Naquele ano, um mega-El Niño causou incêndios catastróficos em Roraima e botou
as relações entre clima, fogo e floresta no radar dos cientistas.
A
suscetibilidade da região a incêndios varia em função da temperatura do oceano
– e, neste ano, tanto o Pacífico quanto o Atlântico estão muito quentes. Um
Atlântico mais quente desloca o cinturão de chuvas da região equatorial (a
chamada Zona de Convergência Intertropical) para o norte, secando a Amazônia e
turbinando os furacões na América do Norte.
Morton
pondera que ainda existe a possibilidade de que uma mudança brusca na
superfície do Atlântico ocorra no segundo semestre e produza chuvas,
interrompendo a tendência. Isso aconteceu em 2013.
O
modelo de previsão usado pela Nasa e pela Universidade da Califórnia em Irvine
não é perfeito, seus criadores esclarecem. Afinal, ele só considera a base
física das queimadas. A correspondência entre o modelo e as observações
depende, claro, de outro fator: os produtores rurais e madeireiros da Amazônia
e a tendência do desmatamento num dado ano.
“A
exploração de madeira descontrolada deixa a floresta mais seca e com troncos e
folhas mortas, que são altamente inflamáveis. O uso do fogo para limpar as
áreas agrícolas e incêndios acidentais em pastos secos chegam às florestas
degradadas e se espalham rapidamente. Nos anos mais secos, o fogo se espalha
ainda mais, pois as políticas de combate ao desmatamento são insuficientes para
lidar com os incêndios”, diz Paulo Barreto, pesquisador do Imazon (Instituto do
Homem e Meio Ambiente da Amazônia).
Hoje
não é possível separar essas duas grandes variáveis e atribuir peso a cada uma.
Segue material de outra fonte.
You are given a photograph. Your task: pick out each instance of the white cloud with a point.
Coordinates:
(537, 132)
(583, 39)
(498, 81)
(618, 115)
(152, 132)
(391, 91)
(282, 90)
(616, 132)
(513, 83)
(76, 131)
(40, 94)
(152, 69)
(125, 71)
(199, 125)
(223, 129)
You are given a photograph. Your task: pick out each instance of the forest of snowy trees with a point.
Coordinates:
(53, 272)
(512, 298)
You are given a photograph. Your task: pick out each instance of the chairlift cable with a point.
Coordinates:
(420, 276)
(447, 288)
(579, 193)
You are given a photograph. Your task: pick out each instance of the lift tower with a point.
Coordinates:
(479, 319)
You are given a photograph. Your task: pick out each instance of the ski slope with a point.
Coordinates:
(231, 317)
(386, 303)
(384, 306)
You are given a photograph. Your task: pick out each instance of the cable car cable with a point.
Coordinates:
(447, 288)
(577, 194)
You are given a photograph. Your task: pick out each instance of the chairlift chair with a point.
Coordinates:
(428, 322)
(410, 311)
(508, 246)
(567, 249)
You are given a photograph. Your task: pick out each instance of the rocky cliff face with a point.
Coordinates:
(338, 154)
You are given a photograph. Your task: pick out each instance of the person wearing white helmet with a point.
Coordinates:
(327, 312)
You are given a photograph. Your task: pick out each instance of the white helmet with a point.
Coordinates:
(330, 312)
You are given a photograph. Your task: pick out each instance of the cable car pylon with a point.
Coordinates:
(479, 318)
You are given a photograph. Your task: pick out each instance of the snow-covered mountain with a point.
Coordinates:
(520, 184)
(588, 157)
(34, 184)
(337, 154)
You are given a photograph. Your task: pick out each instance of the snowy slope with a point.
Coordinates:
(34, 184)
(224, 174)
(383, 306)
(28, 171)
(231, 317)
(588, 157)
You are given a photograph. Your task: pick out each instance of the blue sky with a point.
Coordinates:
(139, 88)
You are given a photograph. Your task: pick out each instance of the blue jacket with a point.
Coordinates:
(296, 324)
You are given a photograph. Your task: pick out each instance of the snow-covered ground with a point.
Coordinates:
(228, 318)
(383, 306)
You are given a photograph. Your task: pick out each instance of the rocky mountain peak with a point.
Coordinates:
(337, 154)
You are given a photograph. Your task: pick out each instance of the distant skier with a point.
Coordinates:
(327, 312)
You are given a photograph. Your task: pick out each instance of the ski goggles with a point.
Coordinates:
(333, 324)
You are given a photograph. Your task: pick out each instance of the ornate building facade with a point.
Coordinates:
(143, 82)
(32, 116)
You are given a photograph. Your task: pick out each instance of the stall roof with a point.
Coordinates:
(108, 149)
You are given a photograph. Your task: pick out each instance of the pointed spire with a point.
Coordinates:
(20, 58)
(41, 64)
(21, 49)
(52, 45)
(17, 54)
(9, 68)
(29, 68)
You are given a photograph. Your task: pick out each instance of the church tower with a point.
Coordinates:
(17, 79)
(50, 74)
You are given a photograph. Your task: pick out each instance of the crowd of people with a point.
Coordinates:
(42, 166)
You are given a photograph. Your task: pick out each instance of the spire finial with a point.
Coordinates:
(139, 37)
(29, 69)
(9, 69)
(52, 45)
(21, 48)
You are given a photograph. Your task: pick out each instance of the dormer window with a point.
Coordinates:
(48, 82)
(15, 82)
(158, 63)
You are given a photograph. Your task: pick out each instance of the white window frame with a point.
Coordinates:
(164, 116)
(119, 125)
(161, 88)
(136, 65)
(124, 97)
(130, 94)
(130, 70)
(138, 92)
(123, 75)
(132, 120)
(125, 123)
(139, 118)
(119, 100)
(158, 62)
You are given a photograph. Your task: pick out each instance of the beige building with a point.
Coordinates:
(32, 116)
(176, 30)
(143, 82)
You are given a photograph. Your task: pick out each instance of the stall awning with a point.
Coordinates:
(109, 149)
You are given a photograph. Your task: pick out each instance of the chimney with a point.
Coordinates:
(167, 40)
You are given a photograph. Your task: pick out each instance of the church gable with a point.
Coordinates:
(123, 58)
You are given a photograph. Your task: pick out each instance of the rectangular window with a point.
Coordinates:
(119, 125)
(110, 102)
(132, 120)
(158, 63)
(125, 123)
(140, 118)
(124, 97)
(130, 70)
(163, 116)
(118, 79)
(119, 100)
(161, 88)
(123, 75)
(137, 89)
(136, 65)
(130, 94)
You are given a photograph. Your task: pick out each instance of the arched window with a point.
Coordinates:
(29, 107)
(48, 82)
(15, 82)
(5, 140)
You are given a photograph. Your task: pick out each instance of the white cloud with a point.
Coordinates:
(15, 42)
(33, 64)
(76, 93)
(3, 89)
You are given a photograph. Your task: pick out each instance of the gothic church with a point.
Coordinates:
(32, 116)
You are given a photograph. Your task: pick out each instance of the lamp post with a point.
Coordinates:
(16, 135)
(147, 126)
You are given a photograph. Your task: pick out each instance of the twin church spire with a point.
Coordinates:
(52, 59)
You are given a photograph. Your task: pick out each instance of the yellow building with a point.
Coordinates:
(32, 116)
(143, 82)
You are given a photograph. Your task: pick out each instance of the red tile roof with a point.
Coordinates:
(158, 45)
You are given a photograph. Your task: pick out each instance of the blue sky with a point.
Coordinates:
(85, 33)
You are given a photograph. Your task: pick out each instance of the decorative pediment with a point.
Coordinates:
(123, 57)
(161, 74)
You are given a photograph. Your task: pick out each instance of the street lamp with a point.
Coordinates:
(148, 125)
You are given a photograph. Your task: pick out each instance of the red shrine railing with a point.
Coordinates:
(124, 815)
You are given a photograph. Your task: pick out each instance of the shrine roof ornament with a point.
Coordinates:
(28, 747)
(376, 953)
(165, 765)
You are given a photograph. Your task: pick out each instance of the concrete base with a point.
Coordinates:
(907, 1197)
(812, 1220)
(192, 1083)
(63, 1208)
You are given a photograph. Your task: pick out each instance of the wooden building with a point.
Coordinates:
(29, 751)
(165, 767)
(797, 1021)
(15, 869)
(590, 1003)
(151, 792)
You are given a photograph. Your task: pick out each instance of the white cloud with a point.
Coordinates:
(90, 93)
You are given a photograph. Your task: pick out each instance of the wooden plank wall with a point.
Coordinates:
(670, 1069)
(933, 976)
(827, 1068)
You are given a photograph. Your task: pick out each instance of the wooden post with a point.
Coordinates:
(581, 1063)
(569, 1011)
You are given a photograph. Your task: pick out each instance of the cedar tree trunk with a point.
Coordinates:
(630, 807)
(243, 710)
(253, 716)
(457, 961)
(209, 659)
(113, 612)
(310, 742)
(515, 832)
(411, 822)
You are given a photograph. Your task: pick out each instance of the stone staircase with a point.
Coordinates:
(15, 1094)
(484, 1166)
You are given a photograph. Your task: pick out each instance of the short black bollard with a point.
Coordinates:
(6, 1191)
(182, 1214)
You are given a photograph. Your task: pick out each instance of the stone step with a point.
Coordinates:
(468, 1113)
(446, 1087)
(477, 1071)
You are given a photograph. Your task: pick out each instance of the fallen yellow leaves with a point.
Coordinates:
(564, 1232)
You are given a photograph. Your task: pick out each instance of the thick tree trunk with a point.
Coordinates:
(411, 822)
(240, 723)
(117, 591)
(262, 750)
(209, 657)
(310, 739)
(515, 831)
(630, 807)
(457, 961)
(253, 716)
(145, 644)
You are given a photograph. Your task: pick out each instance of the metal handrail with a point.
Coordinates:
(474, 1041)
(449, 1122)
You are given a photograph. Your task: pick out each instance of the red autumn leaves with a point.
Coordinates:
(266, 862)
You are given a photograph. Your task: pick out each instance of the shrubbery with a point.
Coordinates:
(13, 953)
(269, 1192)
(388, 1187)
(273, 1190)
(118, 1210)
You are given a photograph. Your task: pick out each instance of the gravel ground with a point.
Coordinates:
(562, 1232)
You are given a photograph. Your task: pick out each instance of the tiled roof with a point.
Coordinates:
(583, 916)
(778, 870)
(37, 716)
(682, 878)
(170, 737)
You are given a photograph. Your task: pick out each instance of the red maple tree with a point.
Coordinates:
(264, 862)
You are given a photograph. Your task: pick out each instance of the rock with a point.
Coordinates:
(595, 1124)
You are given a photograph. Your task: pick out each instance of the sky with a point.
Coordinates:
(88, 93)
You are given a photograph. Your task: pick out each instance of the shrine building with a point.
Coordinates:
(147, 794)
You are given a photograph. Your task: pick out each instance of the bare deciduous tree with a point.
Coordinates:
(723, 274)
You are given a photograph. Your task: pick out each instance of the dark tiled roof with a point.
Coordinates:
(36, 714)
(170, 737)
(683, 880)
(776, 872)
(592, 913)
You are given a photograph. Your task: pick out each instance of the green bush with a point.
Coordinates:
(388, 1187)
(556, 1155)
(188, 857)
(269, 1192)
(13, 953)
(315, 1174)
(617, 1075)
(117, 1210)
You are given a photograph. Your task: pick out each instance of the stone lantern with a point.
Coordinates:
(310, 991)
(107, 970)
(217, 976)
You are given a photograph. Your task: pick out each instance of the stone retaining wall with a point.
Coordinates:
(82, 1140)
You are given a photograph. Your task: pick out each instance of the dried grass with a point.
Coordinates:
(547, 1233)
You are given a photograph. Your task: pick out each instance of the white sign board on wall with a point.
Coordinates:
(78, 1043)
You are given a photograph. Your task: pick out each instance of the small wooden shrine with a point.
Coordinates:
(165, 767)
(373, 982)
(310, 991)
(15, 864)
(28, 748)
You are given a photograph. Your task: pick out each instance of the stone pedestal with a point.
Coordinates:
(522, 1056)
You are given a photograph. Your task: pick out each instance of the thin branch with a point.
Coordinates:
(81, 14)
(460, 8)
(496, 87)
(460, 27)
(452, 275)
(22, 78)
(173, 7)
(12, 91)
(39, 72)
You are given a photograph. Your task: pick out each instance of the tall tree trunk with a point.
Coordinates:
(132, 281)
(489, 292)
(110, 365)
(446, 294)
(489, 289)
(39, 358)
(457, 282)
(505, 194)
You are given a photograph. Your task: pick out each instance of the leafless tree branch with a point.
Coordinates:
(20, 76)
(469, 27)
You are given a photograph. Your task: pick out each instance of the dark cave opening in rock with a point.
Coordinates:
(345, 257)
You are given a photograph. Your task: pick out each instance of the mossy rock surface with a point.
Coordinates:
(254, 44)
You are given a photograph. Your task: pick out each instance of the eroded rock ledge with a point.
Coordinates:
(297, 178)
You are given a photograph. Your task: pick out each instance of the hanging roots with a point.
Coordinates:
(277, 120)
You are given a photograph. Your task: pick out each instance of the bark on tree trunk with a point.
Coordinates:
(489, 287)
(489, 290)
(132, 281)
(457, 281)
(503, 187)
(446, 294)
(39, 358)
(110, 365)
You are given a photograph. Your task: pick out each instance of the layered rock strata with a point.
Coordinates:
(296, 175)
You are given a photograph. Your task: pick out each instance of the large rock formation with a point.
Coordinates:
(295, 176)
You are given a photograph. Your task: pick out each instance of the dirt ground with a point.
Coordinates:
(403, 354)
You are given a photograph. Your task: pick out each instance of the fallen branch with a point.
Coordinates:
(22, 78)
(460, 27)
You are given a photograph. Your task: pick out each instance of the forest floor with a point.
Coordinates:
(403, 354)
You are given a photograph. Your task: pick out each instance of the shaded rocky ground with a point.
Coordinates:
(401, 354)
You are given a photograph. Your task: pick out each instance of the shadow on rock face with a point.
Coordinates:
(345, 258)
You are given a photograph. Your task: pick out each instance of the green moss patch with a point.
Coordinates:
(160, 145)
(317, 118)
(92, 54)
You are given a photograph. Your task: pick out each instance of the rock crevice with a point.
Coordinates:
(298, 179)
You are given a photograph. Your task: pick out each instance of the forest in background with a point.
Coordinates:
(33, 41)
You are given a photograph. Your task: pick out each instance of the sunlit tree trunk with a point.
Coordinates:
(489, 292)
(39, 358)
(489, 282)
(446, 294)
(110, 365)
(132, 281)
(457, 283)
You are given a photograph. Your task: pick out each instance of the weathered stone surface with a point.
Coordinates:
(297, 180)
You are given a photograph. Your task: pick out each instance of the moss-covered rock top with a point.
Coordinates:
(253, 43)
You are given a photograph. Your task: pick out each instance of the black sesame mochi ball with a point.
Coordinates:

Não dá para saber ainda o quanto a agropecuária e a grilagem de terras vão
influenciar na taxa final de queimadas. Mas a situação de Mato Grosso, por
exemplo, acendeu uma luz amarela nos pesquisadores. “Em 2003, quando Mato
Grosso teve sua maior taxa de desmatamento, as queimadas começaram mais cedo”,
disse Morton.
“As
metas frouxas do Brasil para combate ao desmatamento, o corte de recursos para
a área ambiental e fiscalização, associado aos planos do PMDB e aliados para o
país – retrocessos na legislação e ameaças de flexibilização ainda maior do
Código Florestal – podem pôr ainda mais gasolina nessa fogueira”, disse Carlos
Rittl, secretário-executivo do Observatório do Clima.